L’électromobiliste confirmé n’est pas d’accord avec cette réponse : « J’avais déjà une telle caméra sur ma Megane et la Zoé juste avant. La qualité de l’image était très bien sur ces voitures. J’ai pris goût à cet équipement et j’aimerais retrouver sur la 4 E-Tech le même confort d’utilisation. Ce que j’apprécie aussi sur cette voiture, c’est le régulateur de vitesse adaptatif qui me permet de bien me caler derrière les camions sur l’autoroute. Globalement, je trouve les voitures électriques silencieuses, tranquilles et reposantes ».

Automobile Propre et moi-même remercions beaucoup Mum’s pour son excellent accueil, sa grande réactivité et son témoignage qu’il nous a proposé après notre appel à retours d’expériences auprès de nos lecteurs.
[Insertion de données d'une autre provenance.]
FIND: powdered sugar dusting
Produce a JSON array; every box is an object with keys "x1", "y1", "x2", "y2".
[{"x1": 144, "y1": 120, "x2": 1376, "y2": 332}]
Pour rappel, toute contribution désobligeante à l’encontre de nos interviewés, de leur vie, de leurs choix, et/ou de leurs idées sera supprimée. Merci de votre compréhension.

Avis de l'auteur

La plupart des lecteurs d'Automobile Propre le savent déjà, je parviens à obtenir des consommations l'été comprises entre 11,5 et 12,5 kWh/100 km avec mon Kia e-Niro de 2021, même en roulant sur les voies rapides, et sans me traîner. Ce qu'arrivent d'ailleurs à répliquer les quelques électromobilistes auxquels j'ai communiqué mes astuces lors du recueil de leurs témoignages. Je suis persuadé depuis quasiment leur sortie que l'on peut obtenir des chiffres proches des productions coréennes de cette époque avec les Renault électriques, en particulier les Scenic et 4 E-Tech souvent créditées de consos relativement élevées. Le secret, c'est l'éco-conduite dynamique que toutes ces voitures électriques permettent en jouant avec les palettes au volant pour bénéficier du mode roues libres. C'est ce que Mum's explique dans son témoignage par utiliser l'inertie. Mais il a ses propres recettes, assez différentes des miennes. Quand il profite de l'aspiration des camions sans dépasser le 90 km/h sur voies rapides, moi je laisse plutôt mon VE "s'exprimer" dans les descentes pour accélérer moins fort en abordant les côtes. Quand je joue avec les palettes pour être par défaut en mode roues libres, lui préfère la conduite plus relaxante avec la fonctionnalité One-Pedal. Les deux écoles fonctionnent avec au final des consommations similaires, à la différence près que ma vitesse moyenne accroche les 110 km/h de limite sir les routes à quatre voies. Aujourd'hui, j'aurais bien du mal à remplacer mon actuelle voiture électrique par un modèle proposé sur le marché branché du neuf, tellement elle correspond à mes attentes, dont la possibilité de jouer à fond la carte de l'éco-conduite dynamique. Pour cette raison en particulier, les Renault Scenic et 4 E-Tech sont les seules exceptions à retenir mon attention, aussi pour le Made in France qui me fait défaut. J'ai cependant aussi envie de jouer la carte du temps avec mon e-Niro, afin de voir jusqu'où il pourra aller. J'espère que ce sera bien plus loin dans la durée que les 12 ans après lesquels nous avons revendu notre Citroën C-Zero reçue neuve en 2012.